Cortical Volume, Thickness, and Surface Area

The type 1 diabetes group had lower cortical volume in the left hemisphere at the temporal-parietal-occipital cortical junction compared to controls (Fig 2A) after correcting for multiple comparisons. No other group or subgroups effects were identified in volume, thickness or surface area. Analyses of the extracted region confirmed the main effect of group (F(1,63) = 14.00, p<0.001), which did not change when parental education level was additionally covaried (F(1,61)=14.48, p<.001). Interestingly, within this cluster we observed main effect of DKA group (F(2,60)=9.50, p<.001), with the DKA+ group having thinner cortex than the DKA− group (p=.05) and controls (p<.001). The DKA− group was also different from controls (p=.004) (Fig 2B). We repeated this analysis after removing the 3 patients with < 1 month duration of T1DM and found similar results (main effect of DKA group, p<.001). No effect of HbA1c at diagnosis was observed in this region after controlling for age and sex (F Change (1,38)=0.08, p=.78).

A) Region of lower volume in the left temporal-parietal-occipital junction (in blue) in the type 1 diabetes group compared to controls, controlling for age and sex. B) Thickness of left temporal-parietal-occipital region in diabetic ketoacidosis (DKA) subgroups. Asterisk = different from those without DKA (DKA−) (p=.05) and control (p<.001) groups. C) Region of lower cortical thickness in the posterior parietal cortex (in blue) and higher cortical thickness in occipital cortex (in red) associated with higher HbA1c at diagnosis. The occipital region was not reliable in post-hoc analyses.

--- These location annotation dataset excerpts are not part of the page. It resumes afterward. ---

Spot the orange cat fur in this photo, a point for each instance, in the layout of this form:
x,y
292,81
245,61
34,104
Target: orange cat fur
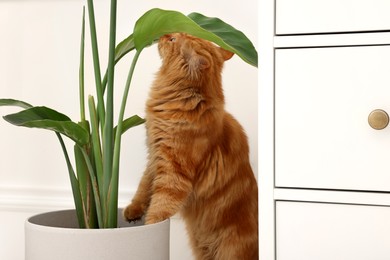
x,y
198,155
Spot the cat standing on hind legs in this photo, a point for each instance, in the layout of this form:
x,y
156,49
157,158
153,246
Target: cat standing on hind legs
x,y
198,162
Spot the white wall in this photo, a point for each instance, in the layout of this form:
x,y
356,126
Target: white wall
x,y
39,52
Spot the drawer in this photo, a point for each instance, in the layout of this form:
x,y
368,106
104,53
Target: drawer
x,y
307,231
328,16
323,97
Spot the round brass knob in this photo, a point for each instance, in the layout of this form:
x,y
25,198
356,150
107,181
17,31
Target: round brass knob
x,y
378,119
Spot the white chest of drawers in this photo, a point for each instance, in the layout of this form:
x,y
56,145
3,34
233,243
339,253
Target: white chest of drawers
x,y
324,172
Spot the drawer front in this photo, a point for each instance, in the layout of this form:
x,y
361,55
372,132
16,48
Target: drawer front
x,y
307,231
323,97
327,16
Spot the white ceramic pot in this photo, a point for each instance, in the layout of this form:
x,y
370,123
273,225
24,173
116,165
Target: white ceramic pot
x,y
55,236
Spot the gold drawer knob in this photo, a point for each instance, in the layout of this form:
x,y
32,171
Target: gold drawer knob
x,y
378,119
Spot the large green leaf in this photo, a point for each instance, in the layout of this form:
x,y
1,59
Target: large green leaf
x,y
46,118
156,23
131,122
14,102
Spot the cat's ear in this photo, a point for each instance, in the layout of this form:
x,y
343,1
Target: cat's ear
x,y
199,62
226,54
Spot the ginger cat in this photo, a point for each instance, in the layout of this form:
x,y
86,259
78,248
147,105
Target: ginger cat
x,y
198,154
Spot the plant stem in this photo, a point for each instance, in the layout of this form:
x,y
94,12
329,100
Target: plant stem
x,y
96,63
81,70
114,183
109,124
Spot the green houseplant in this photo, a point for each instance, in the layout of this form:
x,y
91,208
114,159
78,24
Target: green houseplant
x,y
94,176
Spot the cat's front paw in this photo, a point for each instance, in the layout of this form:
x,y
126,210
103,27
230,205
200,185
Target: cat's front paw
x,y
133,212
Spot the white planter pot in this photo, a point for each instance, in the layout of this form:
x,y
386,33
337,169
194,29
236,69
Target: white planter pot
x,y
55,236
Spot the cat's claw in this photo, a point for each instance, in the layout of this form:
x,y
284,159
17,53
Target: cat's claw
x,y
132,213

Higher HbA1c at diagnosis correlated with lower cortical thickness in the posterior parietal lobe and with greater cortical thickness in the occipital lobe (Fig 2C). Of note, prior to multiple comparisons correction, the left hemisphere had a cluster of lower cortical thickness in the posterior parietal lobe similar in location and shape to the cluster on the right hemisphere, but this did not remain significant after correction for multiple comparisons. Thicknesses within these clusters were extracted for each subject and examined, confirming the relationship for the parietal cluster (F Change (1,38)=11.13, p=.002). This effect was still present after additionally covarying parental education, diabetes duration, HbA1c at follow-up, DKA status and blood glucose at the time of scan (F Change (1,32)=8.69, p=.006). We repeated this last analysis after removing the 3 patients with < 1 month duration of T1DM and found similar results (p=.016).

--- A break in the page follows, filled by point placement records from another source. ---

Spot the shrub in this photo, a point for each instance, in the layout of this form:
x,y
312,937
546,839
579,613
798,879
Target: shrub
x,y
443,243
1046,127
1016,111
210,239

In order to explore how those with type 1 diabetes and with higher HbA1c compared to controls, we divided the type 1 diabetes group by the median HbA1c value (11.5) and performed a univariate analysis on the ‘lower’ and ‘higher’ type 1 diabetes subgroups and controls, covarying for age, sex and parental education. The main effect of group was not significant (F(2,60)=2.22, p=.12). The mean for the control group was intermediate between the ‘lower’ and ‘higher’ subgroups, but was not significantly different from either subgroup, but the ‘higher’ subgroup had lower thickness in this region than the ‘lower’ subgroup. The relationship between HbA1c and occipital region thickness could not be confirmed, after covarying age and sex (F Change (1,38)=1.6, p=.21). Inspection of the subject level data suggests that outliers may have driven the original finding.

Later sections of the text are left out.